For many years I have kept a personal diary, first written in longhand, later typed, and, currently, composed in my computer's word processing program and stored on a floppy disk.
As time passed and I have been able to devote more time to genealogy, I found myself writing about it quite a lot, inserting notes and comments in among the paragraphs about other aspects of my daily life. Then, too, there were those scraps of paper with references to people and agencies I have been in touch with, ideas for new search strategies, and who knows what, all floating around, tacked to the bulletin board, or hidden under other scraps.
About a year ago it occurred to me to start a separate "journal" on my computer just for my genealogical research. When I send off for, or receive, a vital record, query another researcher on a particular surname, have a sudden insight, or feel triumphant over a new discovery, it goes in this journal. Family names are bold faced, so I can refer back to them more easily. And I do refer back -- in this way the journal helps me remember what I've been working on. (We all jump around from one surname to another, don't we?)
My struggles with organization are noted here as well. Just the act of writing out thoughts helps solve many problems, at least for me. Possible solutions to thorny questions have been known to rise to the surface when they were set down in black and white.

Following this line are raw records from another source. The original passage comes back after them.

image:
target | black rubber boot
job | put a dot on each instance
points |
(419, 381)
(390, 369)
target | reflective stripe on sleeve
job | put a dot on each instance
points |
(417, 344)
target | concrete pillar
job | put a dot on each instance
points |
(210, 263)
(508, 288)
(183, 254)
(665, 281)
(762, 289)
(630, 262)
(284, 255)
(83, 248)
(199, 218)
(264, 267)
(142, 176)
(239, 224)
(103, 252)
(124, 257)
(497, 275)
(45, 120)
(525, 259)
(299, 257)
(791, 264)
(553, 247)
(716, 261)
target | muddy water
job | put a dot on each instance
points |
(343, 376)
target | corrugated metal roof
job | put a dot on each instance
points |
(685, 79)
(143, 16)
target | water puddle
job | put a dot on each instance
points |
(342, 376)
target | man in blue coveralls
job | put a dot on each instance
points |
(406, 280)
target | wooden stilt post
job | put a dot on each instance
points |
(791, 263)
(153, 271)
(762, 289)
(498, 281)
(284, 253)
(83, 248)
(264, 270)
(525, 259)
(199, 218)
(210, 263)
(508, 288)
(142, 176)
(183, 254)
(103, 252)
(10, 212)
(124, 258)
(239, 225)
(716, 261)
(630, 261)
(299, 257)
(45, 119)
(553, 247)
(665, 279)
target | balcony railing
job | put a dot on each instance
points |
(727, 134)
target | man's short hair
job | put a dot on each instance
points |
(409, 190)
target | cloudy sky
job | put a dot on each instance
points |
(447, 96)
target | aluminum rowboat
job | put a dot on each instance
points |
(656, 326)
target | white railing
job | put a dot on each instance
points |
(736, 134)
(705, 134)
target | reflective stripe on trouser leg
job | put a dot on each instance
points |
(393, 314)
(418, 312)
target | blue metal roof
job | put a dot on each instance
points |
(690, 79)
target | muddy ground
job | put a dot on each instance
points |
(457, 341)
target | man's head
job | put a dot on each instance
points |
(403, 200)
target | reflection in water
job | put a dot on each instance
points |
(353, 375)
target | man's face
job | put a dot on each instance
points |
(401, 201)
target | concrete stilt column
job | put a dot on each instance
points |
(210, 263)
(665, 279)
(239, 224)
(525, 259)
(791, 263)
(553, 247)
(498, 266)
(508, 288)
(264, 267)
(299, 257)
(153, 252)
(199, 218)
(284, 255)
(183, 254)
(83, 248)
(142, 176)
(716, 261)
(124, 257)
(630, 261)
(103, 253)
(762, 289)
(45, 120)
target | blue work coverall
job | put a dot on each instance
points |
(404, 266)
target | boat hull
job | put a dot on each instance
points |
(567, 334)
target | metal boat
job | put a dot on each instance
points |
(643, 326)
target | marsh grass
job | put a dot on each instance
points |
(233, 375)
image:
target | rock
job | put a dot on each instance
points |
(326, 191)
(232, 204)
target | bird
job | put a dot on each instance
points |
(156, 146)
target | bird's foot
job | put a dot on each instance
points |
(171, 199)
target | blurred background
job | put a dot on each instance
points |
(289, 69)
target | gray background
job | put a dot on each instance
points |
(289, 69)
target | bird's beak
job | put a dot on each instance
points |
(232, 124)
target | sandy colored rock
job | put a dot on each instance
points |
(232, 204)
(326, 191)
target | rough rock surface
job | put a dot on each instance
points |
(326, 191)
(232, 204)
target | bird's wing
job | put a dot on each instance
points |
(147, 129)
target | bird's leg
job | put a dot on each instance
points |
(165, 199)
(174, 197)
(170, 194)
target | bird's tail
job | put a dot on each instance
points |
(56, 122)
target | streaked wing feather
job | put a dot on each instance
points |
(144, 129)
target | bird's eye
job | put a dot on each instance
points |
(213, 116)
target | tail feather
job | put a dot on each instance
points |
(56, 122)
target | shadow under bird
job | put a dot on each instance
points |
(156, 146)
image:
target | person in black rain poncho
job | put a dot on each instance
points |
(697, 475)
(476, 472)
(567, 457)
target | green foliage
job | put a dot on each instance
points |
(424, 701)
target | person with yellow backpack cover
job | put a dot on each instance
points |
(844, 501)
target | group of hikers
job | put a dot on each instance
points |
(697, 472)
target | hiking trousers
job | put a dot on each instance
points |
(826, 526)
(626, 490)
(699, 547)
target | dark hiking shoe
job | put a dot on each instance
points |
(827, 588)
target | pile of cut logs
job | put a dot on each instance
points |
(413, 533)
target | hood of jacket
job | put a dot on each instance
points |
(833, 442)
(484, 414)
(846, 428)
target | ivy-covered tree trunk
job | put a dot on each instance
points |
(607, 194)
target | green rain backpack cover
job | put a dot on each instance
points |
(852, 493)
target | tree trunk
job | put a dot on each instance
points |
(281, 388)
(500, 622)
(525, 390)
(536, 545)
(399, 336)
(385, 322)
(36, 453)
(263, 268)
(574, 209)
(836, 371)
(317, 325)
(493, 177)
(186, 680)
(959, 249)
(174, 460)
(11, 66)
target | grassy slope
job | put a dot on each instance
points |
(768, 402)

Or, seen in the light of day, a particular issue may recede into the background or vanish altogether because its insignificance becomes obvious. (Why should I care about Great-uncle Jacob's third wife's sister-in-law? How did I get that far off-topic anyway?)
The ongoing research journal could be considered a kind of confessional and as well as a progress report. There are certainly more organized ways to keep this information, with tables, logs, and lists of various kinds, but right now this seems to work best for me. If you have suggestions or comments, I would be happy to hear them.